In my beloved Greenville, South Carolina exists a web of living time capsules. These neighborhood relics encapsulate my childhood’s sunshine-warmed, chlorine-stained summers. Amongst the historic Colonial homes, wrinkled black-and-white photographs, and Pepsi bottles so expired that sugar hugs the glass in crystals, I skipped, learned, and grew for eighteen years.


As a White, pigtailed little girl, I thought nothing more of my hometown than the comforting sense of familiarity it offered. Naiveté proved a shield from the less desirable traits of my southern upbringing: the heavy, stifling humidity, the endless mosquito bites, and the nosy, front-porch-sitting neighbors to name a few. Still, even more than these charmful quirks, my innocence blinded me from the rudimentary inequities present throughout my sheltered, day-to-day life.

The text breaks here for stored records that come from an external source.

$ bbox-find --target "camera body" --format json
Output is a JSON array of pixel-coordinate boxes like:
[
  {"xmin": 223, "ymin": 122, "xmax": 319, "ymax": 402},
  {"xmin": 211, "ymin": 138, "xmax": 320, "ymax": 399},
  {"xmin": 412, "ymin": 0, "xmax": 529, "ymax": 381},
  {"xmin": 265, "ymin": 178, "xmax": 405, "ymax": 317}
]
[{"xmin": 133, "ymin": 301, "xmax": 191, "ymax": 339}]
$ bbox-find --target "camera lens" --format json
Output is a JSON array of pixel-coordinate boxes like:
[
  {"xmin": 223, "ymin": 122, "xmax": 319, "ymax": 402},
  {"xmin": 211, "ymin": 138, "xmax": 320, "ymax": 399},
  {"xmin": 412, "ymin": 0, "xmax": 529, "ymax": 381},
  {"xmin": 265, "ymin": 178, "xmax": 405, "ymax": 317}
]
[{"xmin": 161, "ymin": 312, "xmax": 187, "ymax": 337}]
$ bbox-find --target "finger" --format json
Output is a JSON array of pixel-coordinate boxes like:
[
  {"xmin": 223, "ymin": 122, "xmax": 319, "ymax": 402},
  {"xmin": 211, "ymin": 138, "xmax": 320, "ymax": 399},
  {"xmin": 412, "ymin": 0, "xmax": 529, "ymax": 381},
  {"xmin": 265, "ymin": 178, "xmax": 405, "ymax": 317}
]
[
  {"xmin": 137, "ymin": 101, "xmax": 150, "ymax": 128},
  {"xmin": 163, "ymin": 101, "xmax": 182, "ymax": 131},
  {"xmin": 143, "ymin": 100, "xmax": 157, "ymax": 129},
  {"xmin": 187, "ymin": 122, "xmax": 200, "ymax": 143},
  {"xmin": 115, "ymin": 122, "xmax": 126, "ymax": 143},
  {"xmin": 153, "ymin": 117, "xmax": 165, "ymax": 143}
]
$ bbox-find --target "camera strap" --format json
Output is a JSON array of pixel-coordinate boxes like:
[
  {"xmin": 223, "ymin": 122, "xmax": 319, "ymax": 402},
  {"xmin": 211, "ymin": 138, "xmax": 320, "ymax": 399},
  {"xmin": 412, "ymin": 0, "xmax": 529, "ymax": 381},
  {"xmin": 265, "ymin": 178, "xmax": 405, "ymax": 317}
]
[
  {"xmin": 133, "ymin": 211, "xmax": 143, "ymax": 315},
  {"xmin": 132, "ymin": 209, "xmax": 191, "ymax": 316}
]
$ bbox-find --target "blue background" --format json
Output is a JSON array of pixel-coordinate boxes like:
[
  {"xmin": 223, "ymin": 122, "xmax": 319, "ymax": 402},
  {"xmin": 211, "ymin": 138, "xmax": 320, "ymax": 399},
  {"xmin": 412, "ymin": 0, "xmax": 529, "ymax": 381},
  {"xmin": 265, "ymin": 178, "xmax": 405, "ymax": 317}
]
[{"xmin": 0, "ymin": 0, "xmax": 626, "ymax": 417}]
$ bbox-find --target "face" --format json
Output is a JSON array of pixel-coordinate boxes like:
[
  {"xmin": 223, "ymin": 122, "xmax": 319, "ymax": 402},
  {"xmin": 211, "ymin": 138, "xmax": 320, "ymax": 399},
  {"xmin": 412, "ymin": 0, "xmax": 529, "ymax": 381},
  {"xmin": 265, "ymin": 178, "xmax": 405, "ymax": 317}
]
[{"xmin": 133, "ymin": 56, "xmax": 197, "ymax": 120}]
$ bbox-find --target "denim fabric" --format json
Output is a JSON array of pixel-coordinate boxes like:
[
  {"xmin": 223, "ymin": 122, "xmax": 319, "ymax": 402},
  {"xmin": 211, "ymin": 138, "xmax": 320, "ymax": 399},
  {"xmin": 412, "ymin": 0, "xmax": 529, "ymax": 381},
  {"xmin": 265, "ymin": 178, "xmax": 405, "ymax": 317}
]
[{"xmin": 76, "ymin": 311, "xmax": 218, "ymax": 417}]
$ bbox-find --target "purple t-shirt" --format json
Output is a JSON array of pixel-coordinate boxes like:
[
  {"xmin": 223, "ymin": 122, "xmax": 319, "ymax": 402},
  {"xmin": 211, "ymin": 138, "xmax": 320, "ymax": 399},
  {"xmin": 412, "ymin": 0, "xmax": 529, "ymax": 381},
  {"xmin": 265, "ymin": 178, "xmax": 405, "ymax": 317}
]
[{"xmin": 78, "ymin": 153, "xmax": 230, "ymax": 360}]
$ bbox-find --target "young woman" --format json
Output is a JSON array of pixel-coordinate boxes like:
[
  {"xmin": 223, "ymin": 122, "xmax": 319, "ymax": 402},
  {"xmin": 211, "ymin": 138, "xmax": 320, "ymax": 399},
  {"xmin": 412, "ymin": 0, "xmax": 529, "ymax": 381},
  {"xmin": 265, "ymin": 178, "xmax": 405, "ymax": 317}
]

My school, church, and neighborhood are “whiter” than many care to admit. I cannot remember seeing resturaunt customers, neighbors, or church friends who did not look like me. My life was monochrome; I despise that fact. Although de jure segregation supposedly no longer exists, discriminatory practices and policies continue to plague our state. In Greenville, restaurants, residential areas, and community organizations are still masked in systemic discrimination. Even our infrastructure is rooted in racism: my neighborhood’s streets do not connect to those of the adjacent, primarily Black neighborhood. This exclusory city-planning exists from the Upstate all the way down to where sand and sea meet in the Low Country, creating a lack of diversity and inclusion in countless entities and organizations.


I often wonder how so many White South Carolinians are able to turn a blind eye away from fellow brothers and sisters in need. I hear White southerners keep diversity out of their own neighborhoods by shouting “N.I.M.B.Y” while simultaneously glorifying gentrification of more diverse neighborhoods. I see South Carolina having one of the lowest- ranked educational systems in the United States then watch funding get taken away from our public schools. The list continues.


And, yet, here I am. Still in love with the fried okra and simultaneously more educated on the inequities that so many "Southern gems" embody. How do I live in South Carolina both aware of and disgusted by my privilege? How do I help others who are often discredited by people who look like I do? How do I do the right thing in a society that celebrates the preservation of so many wrongs?


Unfortunately, I have very few answers. The South is an interwoven mix of hospitality and hostility. It sure is messy. But so are all of us.


My only attempt at an answer is a request: may we each grow from our shortcomings and share in the promise of a beautiful, equitable South Carolina. Oh, how wondrous that would be.